The We Company’s deliberations indicate it does not feel confident that the corporate governance changes it unveiled on Friday, slightly loosening CEO and co-founder Adam Neumann’s grip on the company, will be enough to woo investors concerned about its lack of a path to profitability.
The changes are largely symbolic in nature, aimed at showing the We Company is listening to investors after being forced to slash its IPO price expectations, corporate governance experts said.
“That change is seemingly cosmetic in nature,” said Charles Elson, a professor of corporate governance at the University of Delaware, referring to the We Company’s announcement it will reduce Neumann’s voting power. “He will still control the composition of the board.”
The office space-sharing start-up said it was making the changes “in response to market feedback”. It said Neumann’s superior voting shares will decrease to 10 votes per share from 20, though he will still retain majority control of the company.
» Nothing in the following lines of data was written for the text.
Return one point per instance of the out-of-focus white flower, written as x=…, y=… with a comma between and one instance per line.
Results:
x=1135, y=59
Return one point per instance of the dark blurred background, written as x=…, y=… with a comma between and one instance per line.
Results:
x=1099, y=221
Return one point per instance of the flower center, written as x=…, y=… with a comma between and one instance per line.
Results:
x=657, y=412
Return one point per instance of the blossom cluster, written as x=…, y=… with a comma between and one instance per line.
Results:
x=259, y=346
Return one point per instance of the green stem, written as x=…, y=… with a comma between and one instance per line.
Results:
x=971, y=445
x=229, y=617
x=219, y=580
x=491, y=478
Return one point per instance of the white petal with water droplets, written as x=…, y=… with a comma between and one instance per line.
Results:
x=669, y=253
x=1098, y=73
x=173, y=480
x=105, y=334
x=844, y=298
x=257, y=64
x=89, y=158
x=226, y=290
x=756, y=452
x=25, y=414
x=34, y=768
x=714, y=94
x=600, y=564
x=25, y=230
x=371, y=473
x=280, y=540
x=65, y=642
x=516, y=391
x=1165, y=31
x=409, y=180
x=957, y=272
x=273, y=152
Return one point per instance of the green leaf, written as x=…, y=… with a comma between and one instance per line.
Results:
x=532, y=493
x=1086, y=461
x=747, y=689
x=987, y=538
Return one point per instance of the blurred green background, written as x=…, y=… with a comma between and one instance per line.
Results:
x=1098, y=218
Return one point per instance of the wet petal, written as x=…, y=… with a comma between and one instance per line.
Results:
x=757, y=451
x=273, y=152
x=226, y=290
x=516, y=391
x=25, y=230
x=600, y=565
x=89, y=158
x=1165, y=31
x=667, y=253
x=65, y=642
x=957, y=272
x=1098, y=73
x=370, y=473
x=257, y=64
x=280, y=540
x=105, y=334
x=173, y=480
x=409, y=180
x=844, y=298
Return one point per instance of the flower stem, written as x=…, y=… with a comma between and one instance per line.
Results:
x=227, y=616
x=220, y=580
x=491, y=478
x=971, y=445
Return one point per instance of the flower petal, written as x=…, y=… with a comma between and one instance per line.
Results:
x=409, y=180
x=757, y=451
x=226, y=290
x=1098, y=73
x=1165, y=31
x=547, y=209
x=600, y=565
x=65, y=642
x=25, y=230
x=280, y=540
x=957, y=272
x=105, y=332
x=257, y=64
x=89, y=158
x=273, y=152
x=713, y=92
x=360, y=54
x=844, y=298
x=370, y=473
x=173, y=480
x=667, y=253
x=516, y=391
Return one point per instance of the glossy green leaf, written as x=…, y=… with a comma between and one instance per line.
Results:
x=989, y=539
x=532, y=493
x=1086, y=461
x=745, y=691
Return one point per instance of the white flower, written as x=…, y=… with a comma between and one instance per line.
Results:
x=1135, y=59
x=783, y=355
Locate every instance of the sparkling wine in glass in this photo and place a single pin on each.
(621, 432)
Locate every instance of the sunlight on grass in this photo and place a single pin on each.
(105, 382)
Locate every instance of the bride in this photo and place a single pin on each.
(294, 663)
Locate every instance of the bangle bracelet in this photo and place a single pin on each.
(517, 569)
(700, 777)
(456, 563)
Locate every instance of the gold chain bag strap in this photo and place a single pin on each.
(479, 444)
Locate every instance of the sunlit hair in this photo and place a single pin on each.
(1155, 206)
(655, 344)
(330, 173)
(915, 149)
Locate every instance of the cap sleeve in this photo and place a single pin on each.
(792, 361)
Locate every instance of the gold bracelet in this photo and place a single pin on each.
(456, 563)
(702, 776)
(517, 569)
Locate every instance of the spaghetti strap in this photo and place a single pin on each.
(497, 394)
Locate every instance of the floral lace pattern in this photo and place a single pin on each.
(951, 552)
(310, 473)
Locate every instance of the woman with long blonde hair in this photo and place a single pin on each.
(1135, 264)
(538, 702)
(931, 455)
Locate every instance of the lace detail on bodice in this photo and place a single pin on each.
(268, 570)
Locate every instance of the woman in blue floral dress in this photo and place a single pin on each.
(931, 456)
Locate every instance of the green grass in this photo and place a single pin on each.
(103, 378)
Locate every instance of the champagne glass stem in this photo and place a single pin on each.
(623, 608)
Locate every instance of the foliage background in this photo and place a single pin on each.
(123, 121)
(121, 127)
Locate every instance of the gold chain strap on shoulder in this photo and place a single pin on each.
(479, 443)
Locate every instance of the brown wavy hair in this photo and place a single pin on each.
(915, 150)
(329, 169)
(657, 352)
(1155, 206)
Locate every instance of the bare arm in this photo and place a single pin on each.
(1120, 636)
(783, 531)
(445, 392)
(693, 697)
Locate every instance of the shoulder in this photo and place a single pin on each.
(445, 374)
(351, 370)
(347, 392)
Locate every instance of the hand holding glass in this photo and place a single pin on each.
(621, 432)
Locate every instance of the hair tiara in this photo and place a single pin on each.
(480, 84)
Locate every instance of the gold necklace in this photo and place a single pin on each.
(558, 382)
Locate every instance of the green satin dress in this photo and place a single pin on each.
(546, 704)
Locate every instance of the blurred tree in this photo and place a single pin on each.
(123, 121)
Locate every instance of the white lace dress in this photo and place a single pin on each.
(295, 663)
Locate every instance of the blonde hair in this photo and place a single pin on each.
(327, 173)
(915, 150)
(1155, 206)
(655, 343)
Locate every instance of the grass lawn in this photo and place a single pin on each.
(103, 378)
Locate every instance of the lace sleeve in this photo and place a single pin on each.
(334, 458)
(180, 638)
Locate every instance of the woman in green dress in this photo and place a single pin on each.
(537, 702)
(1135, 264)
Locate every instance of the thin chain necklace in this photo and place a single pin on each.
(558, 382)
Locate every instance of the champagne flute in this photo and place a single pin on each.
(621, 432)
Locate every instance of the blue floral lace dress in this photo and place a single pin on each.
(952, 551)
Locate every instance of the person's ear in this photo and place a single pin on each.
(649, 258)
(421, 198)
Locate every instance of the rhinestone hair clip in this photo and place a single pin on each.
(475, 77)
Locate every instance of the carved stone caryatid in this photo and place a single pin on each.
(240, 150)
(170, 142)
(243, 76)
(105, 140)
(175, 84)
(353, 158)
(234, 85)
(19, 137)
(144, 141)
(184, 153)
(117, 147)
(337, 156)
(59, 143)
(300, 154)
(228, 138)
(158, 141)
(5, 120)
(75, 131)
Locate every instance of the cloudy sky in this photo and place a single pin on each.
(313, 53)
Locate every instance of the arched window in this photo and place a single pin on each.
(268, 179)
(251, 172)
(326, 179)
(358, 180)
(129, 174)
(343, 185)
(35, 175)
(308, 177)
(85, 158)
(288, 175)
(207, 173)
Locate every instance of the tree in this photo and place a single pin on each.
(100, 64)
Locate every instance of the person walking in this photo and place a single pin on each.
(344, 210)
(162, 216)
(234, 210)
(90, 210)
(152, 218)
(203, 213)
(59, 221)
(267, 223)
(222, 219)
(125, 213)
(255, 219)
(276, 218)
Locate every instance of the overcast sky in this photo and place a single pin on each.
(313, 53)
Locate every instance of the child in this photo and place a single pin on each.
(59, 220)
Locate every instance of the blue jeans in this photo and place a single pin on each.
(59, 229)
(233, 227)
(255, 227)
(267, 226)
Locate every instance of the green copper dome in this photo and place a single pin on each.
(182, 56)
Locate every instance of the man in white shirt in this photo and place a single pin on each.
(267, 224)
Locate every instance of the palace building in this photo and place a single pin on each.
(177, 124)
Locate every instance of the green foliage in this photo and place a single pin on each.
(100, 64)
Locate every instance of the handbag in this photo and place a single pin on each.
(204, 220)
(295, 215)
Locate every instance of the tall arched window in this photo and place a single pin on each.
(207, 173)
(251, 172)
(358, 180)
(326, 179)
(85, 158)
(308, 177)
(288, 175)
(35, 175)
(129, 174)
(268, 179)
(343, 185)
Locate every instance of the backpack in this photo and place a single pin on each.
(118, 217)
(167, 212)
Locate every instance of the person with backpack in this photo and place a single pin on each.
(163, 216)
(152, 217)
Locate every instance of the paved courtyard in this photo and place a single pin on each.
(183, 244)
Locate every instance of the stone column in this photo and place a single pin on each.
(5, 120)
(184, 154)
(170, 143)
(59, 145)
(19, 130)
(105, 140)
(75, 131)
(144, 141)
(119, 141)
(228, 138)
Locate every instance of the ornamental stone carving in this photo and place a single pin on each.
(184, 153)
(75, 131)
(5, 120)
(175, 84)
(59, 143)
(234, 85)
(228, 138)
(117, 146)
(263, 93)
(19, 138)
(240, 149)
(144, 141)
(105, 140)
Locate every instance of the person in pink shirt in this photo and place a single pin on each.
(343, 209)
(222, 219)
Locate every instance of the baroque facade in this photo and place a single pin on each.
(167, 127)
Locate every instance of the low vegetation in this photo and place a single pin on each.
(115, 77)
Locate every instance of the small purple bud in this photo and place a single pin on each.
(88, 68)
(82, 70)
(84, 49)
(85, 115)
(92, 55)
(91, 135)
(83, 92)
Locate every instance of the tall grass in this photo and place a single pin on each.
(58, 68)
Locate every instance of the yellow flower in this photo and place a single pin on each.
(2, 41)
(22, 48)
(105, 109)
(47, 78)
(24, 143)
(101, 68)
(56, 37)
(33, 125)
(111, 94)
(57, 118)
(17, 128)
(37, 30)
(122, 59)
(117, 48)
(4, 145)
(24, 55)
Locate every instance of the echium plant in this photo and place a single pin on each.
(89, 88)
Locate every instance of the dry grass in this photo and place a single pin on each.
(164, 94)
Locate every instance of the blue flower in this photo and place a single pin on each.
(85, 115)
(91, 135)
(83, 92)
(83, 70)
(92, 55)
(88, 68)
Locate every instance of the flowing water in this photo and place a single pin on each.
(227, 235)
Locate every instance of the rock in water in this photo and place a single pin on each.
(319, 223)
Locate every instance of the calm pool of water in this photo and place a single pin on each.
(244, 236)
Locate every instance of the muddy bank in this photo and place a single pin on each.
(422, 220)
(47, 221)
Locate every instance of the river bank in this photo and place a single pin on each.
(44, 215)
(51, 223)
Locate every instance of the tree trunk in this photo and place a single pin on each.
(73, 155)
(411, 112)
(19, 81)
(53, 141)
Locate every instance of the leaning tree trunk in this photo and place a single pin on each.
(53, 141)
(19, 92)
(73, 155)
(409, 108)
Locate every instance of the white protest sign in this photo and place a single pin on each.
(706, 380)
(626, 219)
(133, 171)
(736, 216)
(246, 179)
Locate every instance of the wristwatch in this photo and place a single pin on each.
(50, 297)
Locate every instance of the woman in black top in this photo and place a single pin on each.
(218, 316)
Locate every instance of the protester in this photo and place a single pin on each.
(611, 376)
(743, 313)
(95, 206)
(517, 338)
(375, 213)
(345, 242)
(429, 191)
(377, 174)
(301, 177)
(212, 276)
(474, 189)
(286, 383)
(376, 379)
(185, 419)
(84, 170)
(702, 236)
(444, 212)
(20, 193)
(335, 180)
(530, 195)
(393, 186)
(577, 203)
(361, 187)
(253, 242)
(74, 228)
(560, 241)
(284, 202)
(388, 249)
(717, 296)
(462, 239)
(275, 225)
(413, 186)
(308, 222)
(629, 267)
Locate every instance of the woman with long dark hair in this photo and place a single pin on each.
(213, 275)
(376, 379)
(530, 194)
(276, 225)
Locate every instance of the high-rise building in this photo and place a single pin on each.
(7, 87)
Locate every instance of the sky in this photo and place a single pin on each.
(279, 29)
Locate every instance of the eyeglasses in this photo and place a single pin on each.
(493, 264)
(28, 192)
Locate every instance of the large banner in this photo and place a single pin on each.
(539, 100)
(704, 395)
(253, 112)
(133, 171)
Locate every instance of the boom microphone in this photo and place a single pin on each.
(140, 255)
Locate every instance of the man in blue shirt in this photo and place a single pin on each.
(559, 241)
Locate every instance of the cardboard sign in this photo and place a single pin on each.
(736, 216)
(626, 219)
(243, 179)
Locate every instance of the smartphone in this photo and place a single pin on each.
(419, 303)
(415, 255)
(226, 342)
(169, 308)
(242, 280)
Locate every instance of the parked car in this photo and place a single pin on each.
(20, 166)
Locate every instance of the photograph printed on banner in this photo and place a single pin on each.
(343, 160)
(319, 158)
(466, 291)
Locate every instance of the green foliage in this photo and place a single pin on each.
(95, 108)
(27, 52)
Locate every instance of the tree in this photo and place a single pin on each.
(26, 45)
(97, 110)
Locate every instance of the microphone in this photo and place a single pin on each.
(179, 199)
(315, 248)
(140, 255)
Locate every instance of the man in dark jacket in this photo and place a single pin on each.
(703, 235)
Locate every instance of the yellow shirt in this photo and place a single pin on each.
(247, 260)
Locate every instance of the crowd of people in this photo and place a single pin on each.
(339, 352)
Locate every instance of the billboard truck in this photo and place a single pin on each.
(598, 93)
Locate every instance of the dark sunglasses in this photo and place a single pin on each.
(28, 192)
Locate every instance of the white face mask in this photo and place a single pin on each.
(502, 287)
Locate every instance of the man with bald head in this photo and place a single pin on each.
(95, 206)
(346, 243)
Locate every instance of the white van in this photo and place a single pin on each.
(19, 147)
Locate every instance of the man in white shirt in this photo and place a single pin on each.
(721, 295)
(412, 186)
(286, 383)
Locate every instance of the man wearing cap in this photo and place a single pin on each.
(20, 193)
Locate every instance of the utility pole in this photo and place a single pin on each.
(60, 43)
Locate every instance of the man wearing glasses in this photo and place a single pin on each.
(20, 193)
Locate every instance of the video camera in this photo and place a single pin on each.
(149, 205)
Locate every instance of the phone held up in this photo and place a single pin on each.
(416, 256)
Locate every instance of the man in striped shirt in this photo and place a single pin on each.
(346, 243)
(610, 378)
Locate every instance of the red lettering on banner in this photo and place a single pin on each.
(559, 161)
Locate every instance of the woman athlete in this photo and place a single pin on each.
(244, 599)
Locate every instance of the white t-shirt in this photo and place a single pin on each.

Neumann will also give the company any profits he receives from real estate deals he has entered into with We Company. He will also limit his ability to sell shares in the second and third years after the IPO to no more than 10% of his stock.
No member of Neumann’s family will be on the company’s board and any successor will be selected by the board, scrapping a plan for his wife and co-founder Rebekah Neumann, who is chief brand and impact officer, to help pick the successor.
The We Company also disclosed it will list shares on the Nasdaq Stock Exchange. It plans to complete the IPO some time in September.
This is the second effort to repair damage done to its image among investors. Earlier this month it added a new member, Frances Frei, to its all-male board and said Neumann would return a $5.9m payment for use of the trademarked word “We.”